I would like to talk today about one of the trickiest topics our society faces. One that touches on a number of sensitive subjects, such as race and religion, and on the rights of individuals, groups and society. But now is the right time to talk about it, since the recent events in Ferguson and Paris have brought it starkly into focus.
After the shooting of Michael Brown in Ferguson, I read a number of articles quoting statistics about the number of times that blacks were stopped for questioning by police versus their overall percentage of the population. And the numbers were always grossly disproportionate. The articles nearly always suggested that this was racially motivated harassment by a predominately white police force; the black community certainly perceived it to be this.
Following the recent terrorist attacks in Paris, I am predictably reading articles (including one in Bloomberg entitled “Terrorist Stigma Haunts France’s Marginalized Muslims”) containing quotes from French Muslims such as “(m)y friends say they are being looked on as if they were responsible for what happened” and “(t)he large majority are going about the lives peacefully, and just a few are causing problems. It will be very unfortunate to put everybody in the same bag.” Once again, a group is objecting to the attention being drawn to them by the actions of a small minority of malefactors and attributing this general attention to racism or religious animosity.
But this is not racism and this is not Islamophobia. This is mathematics.
Young black males commit an amount of crime that is grossly disproportionate to their representation in the population (a casual search of the web quickly turns up a number of articles and research pieces on this subject; here is one example). And this is not just the “victimless” crimes that many would like to see abolished, such as the drug laws, but also many forms of violent crime. Likewise, and here I cannot cite any scholarship but it is manifestly true, acts of terrorism in today’s world are much more likely to be committed by Muslims than by any other identifiable group.

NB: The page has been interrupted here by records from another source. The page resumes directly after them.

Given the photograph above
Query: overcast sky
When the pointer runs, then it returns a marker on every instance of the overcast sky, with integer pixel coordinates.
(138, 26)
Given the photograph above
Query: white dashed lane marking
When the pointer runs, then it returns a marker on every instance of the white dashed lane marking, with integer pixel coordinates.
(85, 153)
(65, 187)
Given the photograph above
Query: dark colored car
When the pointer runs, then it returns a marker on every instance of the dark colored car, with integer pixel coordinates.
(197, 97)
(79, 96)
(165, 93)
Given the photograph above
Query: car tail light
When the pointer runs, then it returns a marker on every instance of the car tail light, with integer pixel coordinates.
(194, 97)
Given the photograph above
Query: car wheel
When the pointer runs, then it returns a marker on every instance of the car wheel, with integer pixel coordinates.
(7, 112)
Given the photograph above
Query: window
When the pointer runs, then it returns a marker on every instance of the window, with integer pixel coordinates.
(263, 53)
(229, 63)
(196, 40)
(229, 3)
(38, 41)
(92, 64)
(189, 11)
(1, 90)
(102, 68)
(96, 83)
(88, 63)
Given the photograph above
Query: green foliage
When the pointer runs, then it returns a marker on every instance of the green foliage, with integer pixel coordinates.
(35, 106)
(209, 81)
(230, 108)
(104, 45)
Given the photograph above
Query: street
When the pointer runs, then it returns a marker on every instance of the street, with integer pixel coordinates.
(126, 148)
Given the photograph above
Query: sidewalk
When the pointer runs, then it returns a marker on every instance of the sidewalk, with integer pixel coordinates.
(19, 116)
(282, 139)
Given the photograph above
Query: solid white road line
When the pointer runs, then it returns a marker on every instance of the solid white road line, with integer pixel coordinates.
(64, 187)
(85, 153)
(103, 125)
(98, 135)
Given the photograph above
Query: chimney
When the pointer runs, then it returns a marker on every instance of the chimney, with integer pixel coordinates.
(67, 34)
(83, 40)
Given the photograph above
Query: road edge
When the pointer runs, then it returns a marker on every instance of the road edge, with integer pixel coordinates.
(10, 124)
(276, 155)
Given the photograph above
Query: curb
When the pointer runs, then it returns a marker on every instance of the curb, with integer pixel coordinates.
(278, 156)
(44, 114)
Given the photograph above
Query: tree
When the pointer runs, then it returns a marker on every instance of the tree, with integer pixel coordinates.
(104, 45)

Now, fair-minded people can disagree about the reasons for this disproportionate behaviour, but fair-minded individuals cannot disagree about the facts. (Unless you subscribe to the opinion, for example, that black crime statistics reflect “racism” embedded in our law enforcement system. If you do, then I suggest you read the research. This theory has been tested and found wanting. You should also spend a little more time living in the real world.) The question here is whether members of these groups can reasonably expect that the rest of society will ignore these facts in conducting their day-to-day lives.
Mankind lives under conditions of uncertainty and it always has: where is the hunter most likely to find the antelope to feed his family and tribe today; are the approaching strangers likely to trade with us to our mutual benefit or attack; which course of study is more likely to result in an interesting and rewarding career, anthropology or computer science? Mankind’s intelligence has evolved to help us make these types of decisions, almost always on the basis of probabilistic information. In fact, we are machines designed (in the evolutionary and not religious sense) for making decisions under conditions of uncertainty on the basis of probabilistic information.
So, when a white couple crosses the street to avoid an oncoming group of black youths, are they really being racist? Can the black community really expect them to react otherwise, in defiance of all facts and rationality? Can young blacks really expect to be stopped for questioning by police in the same proportion as other groups, when the likelihood of them committing a crime is much higher? Likewise, can the Muslim community reasonably expect that they will not be “racially profiled” at airport security checks, when the probability of their committing an act of terrorism is vastly higher than, say, a non-Muslim family with small children? In a world of limited resources, where not every mildly suspicious group of youths can (or should) be stopped for questioning or where not every traveller can be subjected to an individual security check, can we afford to ignore known probabilities when allocating these resources?
A related question: We routinely anguish over the correct relationship between society and groups such as blacks or Muslims, but what can society reasonably expect from the relationship between these groups and their aberrant members? Bill Maher, the very left-wing comedian, recently caused controversy by pointing out that, although Islamic terrorism is committed by a very small minority, it benefits from the support of a larger group. At a minimum, society should expect that these groups do not encourage this type of anti-social behaviour, but should we expect more? The simple fact is that the group is much better placed to influence, through peer pressure, education and, if necessary, denouncing, the criminal minority than is society at large. If an identifiable group wishes to avoid a social stigma, then it has to acknowledge that no entity in society is better able to eliminate its basis than itself.
Frankly, I am not sure what the right policy response is to this problem. It could be that officially sanctioned discrimination is such a slippery slope that it must be avoided, even at the cost of inefficiency. Perhaps our current policy of polite hypocrisy is the best response, where rules against racial or ethnic profiling are more honoured in the breach than the observance. But I do think that we can conclude that society has a right to expect greater responsibility from groups that harbour anti-social minorities than it is currently receiving. And if a group fails to take this responsibility, then it can hardly complain when broader society takes protective measures that are discriminatory, but which are nonetheless based in fact and are proportionate.